After taking a nap this afternoon, I could not stay in the house any longer. It is healthy to move around. I decided to visit the local county park. A local Indo-American festival is taking place there, on the lush green lawns and in the scenic backdrop of the Mercer Lake, not a good place for swimming (it is banned), but ideal for rowers. The biking path was also in excellent condition, files of riders on their comfort bikes roamed by carelessly. I imagine myself would be spending many mornings here riding and enjoying the fresh air.
Watching couples huddling by the lake shore, I thought about how love. Just two weeks ago I sensed fatherly love from my dad. He worried sick about my well being. After all, driving ten hours to New Jersey is no everyday chore. That kind of care heals me. Love is our weapon against stress.
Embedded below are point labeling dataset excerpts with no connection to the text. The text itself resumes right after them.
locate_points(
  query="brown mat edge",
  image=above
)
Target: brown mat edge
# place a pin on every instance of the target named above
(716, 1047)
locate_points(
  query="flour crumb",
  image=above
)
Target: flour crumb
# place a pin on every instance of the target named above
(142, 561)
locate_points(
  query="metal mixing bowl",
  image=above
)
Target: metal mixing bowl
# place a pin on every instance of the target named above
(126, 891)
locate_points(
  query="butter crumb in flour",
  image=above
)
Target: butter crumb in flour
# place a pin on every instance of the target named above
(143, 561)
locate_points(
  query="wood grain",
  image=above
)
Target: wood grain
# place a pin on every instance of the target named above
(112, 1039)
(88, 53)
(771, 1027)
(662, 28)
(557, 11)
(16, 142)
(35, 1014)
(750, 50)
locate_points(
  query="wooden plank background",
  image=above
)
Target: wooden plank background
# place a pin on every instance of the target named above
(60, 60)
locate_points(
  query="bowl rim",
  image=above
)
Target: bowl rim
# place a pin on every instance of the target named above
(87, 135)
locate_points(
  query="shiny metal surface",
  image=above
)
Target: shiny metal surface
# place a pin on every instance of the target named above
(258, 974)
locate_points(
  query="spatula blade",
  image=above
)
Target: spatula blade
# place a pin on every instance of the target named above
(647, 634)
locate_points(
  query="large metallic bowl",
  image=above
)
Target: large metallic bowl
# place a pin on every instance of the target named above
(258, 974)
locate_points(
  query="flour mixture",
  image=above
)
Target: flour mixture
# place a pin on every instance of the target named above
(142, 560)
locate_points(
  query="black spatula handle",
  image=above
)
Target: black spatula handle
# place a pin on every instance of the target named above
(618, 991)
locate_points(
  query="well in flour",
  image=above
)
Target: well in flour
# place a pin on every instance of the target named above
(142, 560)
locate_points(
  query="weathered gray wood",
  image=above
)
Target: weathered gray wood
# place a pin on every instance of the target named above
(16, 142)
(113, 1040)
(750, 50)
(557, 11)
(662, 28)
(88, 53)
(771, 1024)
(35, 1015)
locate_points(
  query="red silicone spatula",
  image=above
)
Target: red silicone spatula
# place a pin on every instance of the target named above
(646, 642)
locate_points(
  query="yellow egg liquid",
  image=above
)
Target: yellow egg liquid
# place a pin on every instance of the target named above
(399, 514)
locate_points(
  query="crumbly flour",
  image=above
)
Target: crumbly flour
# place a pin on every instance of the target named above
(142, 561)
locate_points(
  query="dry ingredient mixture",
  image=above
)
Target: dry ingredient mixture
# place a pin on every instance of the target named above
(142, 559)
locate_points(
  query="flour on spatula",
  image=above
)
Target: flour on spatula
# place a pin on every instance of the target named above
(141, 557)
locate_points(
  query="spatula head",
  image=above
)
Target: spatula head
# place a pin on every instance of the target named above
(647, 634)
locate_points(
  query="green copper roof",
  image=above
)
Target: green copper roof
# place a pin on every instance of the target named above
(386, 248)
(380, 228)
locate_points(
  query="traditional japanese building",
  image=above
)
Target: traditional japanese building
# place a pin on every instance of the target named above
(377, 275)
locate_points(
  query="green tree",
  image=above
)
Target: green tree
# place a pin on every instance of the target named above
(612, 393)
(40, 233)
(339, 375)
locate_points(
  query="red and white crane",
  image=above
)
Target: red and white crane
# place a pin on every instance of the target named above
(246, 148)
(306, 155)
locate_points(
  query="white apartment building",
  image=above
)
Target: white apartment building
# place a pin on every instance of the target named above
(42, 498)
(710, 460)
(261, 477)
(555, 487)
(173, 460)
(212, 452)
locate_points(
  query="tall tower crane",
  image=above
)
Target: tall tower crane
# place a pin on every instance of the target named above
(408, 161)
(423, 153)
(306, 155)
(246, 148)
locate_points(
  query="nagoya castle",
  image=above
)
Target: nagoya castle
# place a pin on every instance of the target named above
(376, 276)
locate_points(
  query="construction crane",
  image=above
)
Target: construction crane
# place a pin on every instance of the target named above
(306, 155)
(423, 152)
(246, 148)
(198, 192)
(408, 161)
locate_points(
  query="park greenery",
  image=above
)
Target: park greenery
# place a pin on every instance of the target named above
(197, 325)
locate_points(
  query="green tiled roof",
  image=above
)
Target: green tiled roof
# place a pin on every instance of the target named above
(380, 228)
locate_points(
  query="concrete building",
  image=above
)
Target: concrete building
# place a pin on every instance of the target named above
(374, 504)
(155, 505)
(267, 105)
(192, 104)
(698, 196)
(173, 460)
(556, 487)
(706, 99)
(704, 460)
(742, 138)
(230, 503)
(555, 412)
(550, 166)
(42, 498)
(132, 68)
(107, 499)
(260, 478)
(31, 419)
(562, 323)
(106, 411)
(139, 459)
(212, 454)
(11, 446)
Monday, September 01, 2008
I worked on the brake calipers on my road bike today. I wrapped the right arm of the front brake in a piece of towel and used a pair of pliers to straighten it. This, however, proved futile. The cold-forged aluminum (I suppose it is aluminum) brake arm will not budge no matter how hard I tried. Soon I gave up, finally accepting the fact that the brake caliper is beyond salvage.
For a perfectionist like I, it is hard to shake away the psychological stress from this not-so-minor blemish on my beloved bike. It made me bitter. Soon enough I was looking on EBay for replacement brakes. Despite the raving reviews on Shimano Dura-Ace and Campagnolo Centaur brake sets, as well as their fairly reasonable prices, I found myself prejudiced against them. I did not like the fact that they are heavier than the SRAM Force brakes that I have been using. It is only a matter of around fifty grams, but I was unable to step out of the narrow-mindedness that I am steeped in.
For a moment, I even pondered on getting a whole new component groupo (I made an offered on a new set of SRAM Red). Fortunately I had enough senses to not empty my pockets. It was such a rash decision, I would have surely regretted it had it been made.
The question that bugs me is: how did I become a weight weenie? I guess it is a combination of stress from moving to New Jersey and my personality for perfection. I care a lot about my road bike, and in turn want to make it better and faster. The weight of the bicycle is a simple and easily adjustable measure of its quality, so it is natural for me to be so obsessed over the weight. I believe this may be a common syndrome of many hardcore road cyclists and triathletes.
The pursuit of perfection is not wrong. But one also must factor in his or her personal ability and the reality of the situation. Single-mindedly pursuing one course of action without evaluating the progress is as idiotic as trying to pass through a door by ramming your head against it. It just won’t do you any good.
And the brakes? Oh yeah, I decided to replace them by the Crane Creek SLs. Only 259g!
Friday, August 29, 2008
In the past five days that I’ve spent in New Jersey I must have spent over a thousand dollars. Some of the expenditure is necessary, of course. Groceries, and my new commuter bike, are not purchases that I would regret over in the future. Even getting the bread machine may prove to be a wise decision.
In contrast, the new set of Shimano road cycling pedals, the new touring wheels, the extra clothing for the eight some mile commute to Princeton, and the commuter cycling shoes, are luxury items that I can do without. Yet somehow I lost control of myself and steeped myself in the fleeting pleasures in acquisition. Yes, it feels good to fulfill your heart’s desire; but it may well be problematic if it is out of evasion of responsibility and a means of escaping the reality.
I fear I have been making all these excessive purchases as a way to channel my stress, to distract my mind from the physical exhaustion accumulated over the cross-state trip, as well as the psychological stress from living in a new environment. These are difficulties that I need to just strap down and deal with. Avoidance is never the answer.
Think twice and act wisely. See far and limit (or better, eliminate altogether) choices that you may regret in the future.